Olga Shchukina

Personal information
- Full name: Olga Shchukina
- Nationality: Uzbekistan
- Born: 6 April 1977 (age 49) Tashkent, Uzbek SSR, Soviet Union
- Height: 1.80 m (5 ft 11 in)
- Weight: 95 kg (209 lb)

Sport
- Sport: Athletics
- Event: Shot put

Achievements and titles
- Personal best: Shot put: 17.26 (2004)

= Olga Shchukina =

Uzbek shot putter

Olga Nikolaevna Shchukina (Ольга Николаевна Щукина; born 6 April 1977, in Tashkent) is a retired Uzbek shot putter. Shchukina was selected to the Uzbek Olympic squad in the shot put at the 2004 Summer Olympics, but her feat had been outweighed with a doping failure for testing positive on clenbuterol during the pre-competition screening, which resulted to her immediate expulsion from the Games. During her athletic career, Shchukina launched her personal best shot of 17.26 at the 2004 Asian Cup League Meeting in Bishkek, Kyrgyzstan.

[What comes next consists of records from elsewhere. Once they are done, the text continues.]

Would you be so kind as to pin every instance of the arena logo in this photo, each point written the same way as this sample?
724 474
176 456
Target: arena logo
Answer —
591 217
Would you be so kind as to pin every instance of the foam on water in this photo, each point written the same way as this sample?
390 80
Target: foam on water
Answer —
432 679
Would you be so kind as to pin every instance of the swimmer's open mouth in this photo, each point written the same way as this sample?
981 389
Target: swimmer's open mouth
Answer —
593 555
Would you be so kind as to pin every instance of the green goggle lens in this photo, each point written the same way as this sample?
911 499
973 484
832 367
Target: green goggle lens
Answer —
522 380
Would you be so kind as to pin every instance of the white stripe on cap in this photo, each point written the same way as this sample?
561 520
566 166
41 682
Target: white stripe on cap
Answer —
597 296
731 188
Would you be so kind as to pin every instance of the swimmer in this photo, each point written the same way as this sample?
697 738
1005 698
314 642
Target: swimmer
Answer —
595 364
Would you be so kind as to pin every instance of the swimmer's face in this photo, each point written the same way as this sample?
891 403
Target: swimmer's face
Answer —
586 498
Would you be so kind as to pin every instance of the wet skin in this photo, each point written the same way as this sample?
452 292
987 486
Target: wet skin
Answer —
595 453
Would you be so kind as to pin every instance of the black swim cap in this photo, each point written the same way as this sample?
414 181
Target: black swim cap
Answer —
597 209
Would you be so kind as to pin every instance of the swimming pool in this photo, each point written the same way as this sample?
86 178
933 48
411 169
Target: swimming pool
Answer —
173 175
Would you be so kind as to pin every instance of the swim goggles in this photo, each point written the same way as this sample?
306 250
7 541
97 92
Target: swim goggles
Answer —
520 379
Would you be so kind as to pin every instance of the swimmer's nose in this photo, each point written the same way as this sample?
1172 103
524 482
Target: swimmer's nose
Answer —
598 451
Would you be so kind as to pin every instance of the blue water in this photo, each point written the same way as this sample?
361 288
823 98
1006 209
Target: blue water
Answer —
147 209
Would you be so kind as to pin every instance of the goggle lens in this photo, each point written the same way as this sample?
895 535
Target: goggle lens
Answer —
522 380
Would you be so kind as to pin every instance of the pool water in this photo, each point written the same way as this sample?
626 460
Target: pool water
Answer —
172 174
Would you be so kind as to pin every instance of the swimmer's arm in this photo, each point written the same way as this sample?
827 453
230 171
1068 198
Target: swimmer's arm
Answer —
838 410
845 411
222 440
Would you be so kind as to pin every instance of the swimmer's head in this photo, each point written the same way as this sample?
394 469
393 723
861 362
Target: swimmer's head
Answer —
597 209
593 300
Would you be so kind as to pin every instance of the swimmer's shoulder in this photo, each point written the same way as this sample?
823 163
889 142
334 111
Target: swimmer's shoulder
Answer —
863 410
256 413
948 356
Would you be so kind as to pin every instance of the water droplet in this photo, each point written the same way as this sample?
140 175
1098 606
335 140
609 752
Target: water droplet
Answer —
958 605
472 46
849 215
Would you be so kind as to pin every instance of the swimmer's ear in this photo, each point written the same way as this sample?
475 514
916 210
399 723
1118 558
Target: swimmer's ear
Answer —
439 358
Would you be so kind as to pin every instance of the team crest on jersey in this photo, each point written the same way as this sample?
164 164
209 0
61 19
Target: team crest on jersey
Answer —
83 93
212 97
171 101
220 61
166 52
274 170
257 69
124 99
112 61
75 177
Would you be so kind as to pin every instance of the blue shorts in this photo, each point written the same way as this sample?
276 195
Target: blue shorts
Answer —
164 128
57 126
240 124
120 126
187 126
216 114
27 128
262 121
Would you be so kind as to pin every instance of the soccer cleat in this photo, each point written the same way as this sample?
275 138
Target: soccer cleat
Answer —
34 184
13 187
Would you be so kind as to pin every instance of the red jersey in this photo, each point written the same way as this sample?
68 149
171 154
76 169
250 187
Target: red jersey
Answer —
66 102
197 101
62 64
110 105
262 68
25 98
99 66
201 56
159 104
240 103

Shchukina qualified for the Uzbek squad in the women's shot put at the 2004 Summer Olympics in Athens, by posting an Olympic B-standard throw of 17.26 metres from the Asian Cup League Meeting in Bishkek, Kyrgyzstan. She unleashed a ball with her best throw of 14.44 metres on the third attempt of the prelims to obtain the last spot in a vast field of thirty-eight shot putters. On August 20, 2004, two days after her shot put feat at the Ancient Olympia Stadium, Shchukina tested positive for the banned anabolic agent clenbuterol during the pre-competition screening process, and was formally expelled from the Games by the International Olympic Committee. Admittedly, she ingested the substance inadvertently with a cough syrup that spurred her failure to the doping test.

In 2004 she completed her sports career.